Montefortino. Il piccolo comune si trova ll’interno del Parco nazionale dei Sibillini. Ricchissima la Pinacoteca civica intitolata al mecenate Fortunato Duranti, e il museo faunistico di palazzo Leopardi. Da visitare le chiese di San Francesco e Sant’Agostino, e la minuscola pieve di Sant’Angelo in Montespino.

FOLCLORE

La Giostra in contrada

Il più antico ricamo arabo che si conosca al mondo, realizzato ad Almeria in Spagna, si trova al Museo diocesano di Fermo. È la Casula (paramento sacro) che indossava l’arcivescovo di Canterbury Thomas Becket. Da ammirare, così come la Cavalcata dell’Assunta, appuntamento estivo con i suoi 1400 figuranti delle dieci contrade cittadine che interpretano una Storia Quattrocentesca. Con relativa corsa di cavalli.

MONTEFORTINO

La bellezza di sacro e profano

A Montefortino, sacro e profano si addizionano. Da una parte, il millenario Santuario della Madonna dell’Ambro, il più frequentato dopo quello di Loreto; dall’altra, la Gola dell’Infernaccio, nei pressi di Rubbiano, dove è facile immaginare l’ombra di Cecco d’Ascoli, autore de L’Acerba. Ed ancora: l’eremo di San Leonardo e la montagna della Priora che guardano il Monte Sibilla e la sua profetessa.

SALA DEL MAPPAMONDO

Il globo nella stanza

La sala più antica e famosa della Pinacoteca Civica di Fermo, collocata all’interno del Palazzo dei Priori, è sicuramente la Sala del Mappamondo. La Sala, un tempo nota con il nome di Sala delle Commedie, è stata realizzata per volere del cardinale fermano Decio Azzolini per sistemare i libri della sua biblioteca e quelli del patrizio Paolo Ruffo. La sua struttura è interamente rivestita in legno, con scaffalatura in noce, il soffitto in abete, con le lettere romane a identificare i vari scaffali e le antichissime poltrone che rendono la sala davvero affascinante.
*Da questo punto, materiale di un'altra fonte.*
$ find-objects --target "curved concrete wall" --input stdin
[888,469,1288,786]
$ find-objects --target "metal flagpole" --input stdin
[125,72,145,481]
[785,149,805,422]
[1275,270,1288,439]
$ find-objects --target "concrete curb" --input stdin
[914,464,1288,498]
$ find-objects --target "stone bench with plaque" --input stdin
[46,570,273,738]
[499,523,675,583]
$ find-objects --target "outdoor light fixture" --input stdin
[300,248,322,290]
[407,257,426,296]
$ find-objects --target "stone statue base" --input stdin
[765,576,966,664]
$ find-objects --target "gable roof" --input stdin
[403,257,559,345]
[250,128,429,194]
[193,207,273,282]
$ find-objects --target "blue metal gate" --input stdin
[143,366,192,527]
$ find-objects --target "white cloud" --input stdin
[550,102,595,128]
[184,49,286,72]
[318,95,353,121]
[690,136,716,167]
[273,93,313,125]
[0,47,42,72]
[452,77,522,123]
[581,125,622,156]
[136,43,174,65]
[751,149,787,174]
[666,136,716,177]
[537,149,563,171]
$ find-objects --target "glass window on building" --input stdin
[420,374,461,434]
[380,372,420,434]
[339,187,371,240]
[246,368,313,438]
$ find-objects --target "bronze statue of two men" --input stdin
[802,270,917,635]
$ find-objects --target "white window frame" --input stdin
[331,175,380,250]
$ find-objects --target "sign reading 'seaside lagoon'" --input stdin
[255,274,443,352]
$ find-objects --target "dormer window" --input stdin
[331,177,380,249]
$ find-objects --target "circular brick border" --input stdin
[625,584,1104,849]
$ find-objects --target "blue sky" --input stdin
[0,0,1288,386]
La collezione comprende circa 3milamanoscritti, 127 codici, 300mila volumi tra i quali 681 incunaboli, oltre 15mila edizioni del Cinquecento, 23mila edizioni in raccolte, numerosissimi esemplari di Sei e Settecento e stampati musicali. Sono inoltre disponibili più di 800 testate di riviste storiche, 5mila disegni e 6.500 incisioni, monete, sigilli e cimeli di varia natura. Oltre al grande numero di volumi, all’interno della Sala del Mappamondo è esposto il Globo disegnato dall’abate Amanzio Moroncelli nel 1713, quando questi era il cosmografo della Serenissima.

LA BATTAGLIA

Eterni eroi anti-francesi

A Servigliano/Castel Clementino, una pagina dimenticata è quella dell’Insorgenza anti francese. Era il 28 maggio del 1799 quando le truppe di Bonaparte diedero l’assalto al paese. Fu una strage in cui morì il giovane Luigi Navarra. Il comune è noto per la Giostra dell’Anello: torneo cavalleresco che si svolge, con altre manifestazioni, nel corso dell’estate, e vede impegnati gli attivissimi rioni cittadini.